The Splenda Controversy
The sugar industry in the United States have filed formal complaints with the FTC (Federal Trade Commission) regarding what they believe to be false claims about Splenda by its manufacturers. Sugar producers specifically cite Splenda’s slogal – “made from sugar so it tastes like sugar” – as deceptive and misleading, countering with the fact that Splenda is not a natural product and is not grown or cultivated as a natural product would be. McNeil Nutrionals have responded to this claim by stating that its “advertising represents the products in an accurate and informative manner and complies with applicable advertising rules in the countries where Splenda brand products are marketed.”
The U.S. Sugar Association launched a website to air their criticism of sucralose and Splenda, citing three key points that it believes are critical to their stance on the dangers of Splenda:
- Suralose (Splenda®) is a chlorocarbon.
- No long-term studies of any kind have been performed on sucralose (Splenda®).
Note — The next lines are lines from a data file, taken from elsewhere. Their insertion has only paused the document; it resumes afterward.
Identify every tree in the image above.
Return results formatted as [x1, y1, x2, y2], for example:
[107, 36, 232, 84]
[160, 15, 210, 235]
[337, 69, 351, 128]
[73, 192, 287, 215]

- As much as a quarter of consumed Splenda is absorbed by the body’s digestive system.
It’s also important to note that the leading seller of organic/natural foods with outlets throughout North America and Europe have made an official decision not to carry any sucralose or Splenda products of any kind. Their decision stemmed from these five reasons:
- Splenda is an artificial substance which may be absorbed by the human body.
- No long term studies have proven sucralose/Splenda’s safety.
- The studies that have been performed have not been sufficiently controlled in humans.
- Some test have indicated the potential for toxicity or poisoning.
- Sucralose/Splenda is a chlorocarbon (chlorinated compound).
One consumer advocacy group, Citizens for Health, has petitioned the FDA, to suspend its approval of Splenda until independent, long term studies can confirm its safety.
Splenda Side Effects – Is Splenda Safe?
The primary reason why Splenda is an effective dietary aid is that the salt in sucralose is chlorinated, meaning the human body doesn’t recognize it as a carbohydrate and thus passes it with little to no absorption. Or so the manufacturer claims. In fact the Food and Drug Administration and the Japanese Food Sanitation Council have reported findings of up to 40% absorption. Further, this absorption appears to concentrate in the liver, kidneys, and digestive tract – a likely reason why one side effect of Splenda includes enlarged liver and kidneys. What sucralose or Splenda is absorbed is digested into small chlorocarbons within the human body – chemicals which also have not been sufficiently tested in humans.
Effects of Splenda on the Environment
One final concern of Splenda is its potential effect on the global environment. Once digested, roughly 50% of Splenda passes through the body completely unchanged. Again, no short or long term studies have been done on Splenda’s breakdown in water treatment plants once it is dumped back into the environment. Because the FDA deemed sucralose safe for human consumption, this verdict rendered further study of Splenda effects on the environment virually nonexistent.